Fun story, when I worked at Facebook in the earlier days someone accidentally made a change that effectively set the release flags for every single feature to be live on production. That was a day… we had to completely wipe out memcached to stop the broken features and then the database was hammered to all hell.
I would say you can get to this point far below 100 million people, especially on web. Some people are truly special and have some kind of setup you just can't easily reproduce. But I agree, you do really have to be confident in your ability to control rollout / blast radius, monitor and revert if needed.

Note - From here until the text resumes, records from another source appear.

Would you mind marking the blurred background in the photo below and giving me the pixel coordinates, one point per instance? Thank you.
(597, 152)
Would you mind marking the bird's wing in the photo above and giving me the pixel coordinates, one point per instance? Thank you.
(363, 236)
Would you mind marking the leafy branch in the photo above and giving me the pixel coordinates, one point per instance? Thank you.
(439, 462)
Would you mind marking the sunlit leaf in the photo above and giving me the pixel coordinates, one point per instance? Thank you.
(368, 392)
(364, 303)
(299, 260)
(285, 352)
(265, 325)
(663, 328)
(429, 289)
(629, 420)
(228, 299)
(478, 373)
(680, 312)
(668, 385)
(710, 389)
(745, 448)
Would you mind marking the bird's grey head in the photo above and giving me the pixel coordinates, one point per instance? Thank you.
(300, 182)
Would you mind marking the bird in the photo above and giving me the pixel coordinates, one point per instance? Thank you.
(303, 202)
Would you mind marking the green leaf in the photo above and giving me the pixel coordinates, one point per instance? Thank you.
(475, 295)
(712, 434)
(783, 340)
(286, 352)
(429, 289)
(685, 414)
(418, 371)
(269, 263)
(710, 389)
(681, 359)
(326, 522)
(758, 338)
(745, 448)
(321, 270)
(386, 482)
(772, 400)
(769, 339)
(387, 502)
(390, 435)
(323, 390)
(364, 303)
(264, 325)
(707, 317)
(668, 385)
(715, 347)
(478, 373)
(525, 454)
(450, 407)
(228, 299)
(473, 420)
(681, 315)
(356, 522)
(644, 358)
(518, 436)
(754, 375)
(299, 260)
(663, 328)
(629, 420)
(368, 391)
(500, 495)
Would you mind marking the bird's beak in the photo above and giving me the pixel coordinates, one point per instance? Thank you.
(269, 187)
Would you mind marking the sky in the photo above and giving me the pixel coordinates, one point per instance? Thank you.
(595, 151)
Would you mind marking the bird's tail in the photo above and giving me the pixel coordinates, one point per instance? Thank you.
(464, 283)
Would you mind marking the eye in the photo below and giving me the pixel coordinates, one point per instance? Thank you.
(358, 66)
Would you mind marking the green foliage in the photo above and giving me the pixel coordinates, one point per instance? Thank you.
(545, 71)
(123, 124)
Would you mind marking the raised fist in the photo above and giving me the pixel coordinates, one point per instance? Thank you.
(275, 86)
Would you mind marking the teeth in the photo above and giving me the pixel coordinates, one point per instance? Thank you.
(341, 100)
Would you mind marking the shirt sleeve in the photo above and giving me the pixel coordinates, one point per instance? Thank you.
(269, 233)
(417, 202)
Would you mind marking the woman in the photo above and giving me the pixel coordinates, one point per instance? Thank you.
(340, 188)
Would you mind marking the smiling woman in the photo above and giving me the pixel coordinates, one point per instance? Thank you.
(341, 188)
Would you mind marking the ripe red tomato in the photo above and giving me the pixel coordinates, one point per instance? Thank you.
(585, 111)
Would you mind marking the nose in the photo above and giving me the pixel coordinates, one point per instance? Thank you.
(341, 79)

Or just restore from backup across the board. Assuming they do their backups well this shouldn't be too hard (especially since its currently in Read Only mode which means no new updates)
> One of those random scripts was a 2 year old malicious script from ruwiki. This script injects itself in the global Javascript on every page, and then in the userscripts of any user that runs into it, so it started spreading and doing damage really fast.
It's a mediawiki feature: there's a set of pages that get treated as JS/CSS and shown for either all users or specifically you. You do need to be an admin to edit the ones that get shown to all users.
Yes, you can have your own JS/CSS that’s injected in every page. This is pretty useful for widgets, editing tools, or to customize the website’s apparence.
For the global ones that need admin permissions to edit, it's no different from all the other code of mediawiki itself like the php.
For the user scripts, it's no worse than the fact that you can run tampermonkey in your browser and have it modify every page from evry site in whatever way your want.
It is kind of risky - you now have an entire, mostly unreviewed, ecosystem of javascript code, that users can experiment with.
However its been really useful to allow power users to customize the interface to their needs. It also is sort of a pressure release for when official devs are too slow for meeting needs. At this point wikipedia has become very dependent on it.
Fundamentally I feel whole "web" as in anything running in browser is insane an broken security wise. When you allow mostly arbitrary code to run when you load a page... Well it can do mostly arbitrary things and everyone else needs to protect against it.
And when you have enough rights, you get to add arbitrary code to everywhere on your site.
> our enemies are innovative and resourceful, and so are we. They never stop thinking about new ways to harm our site and our users, and neither do we.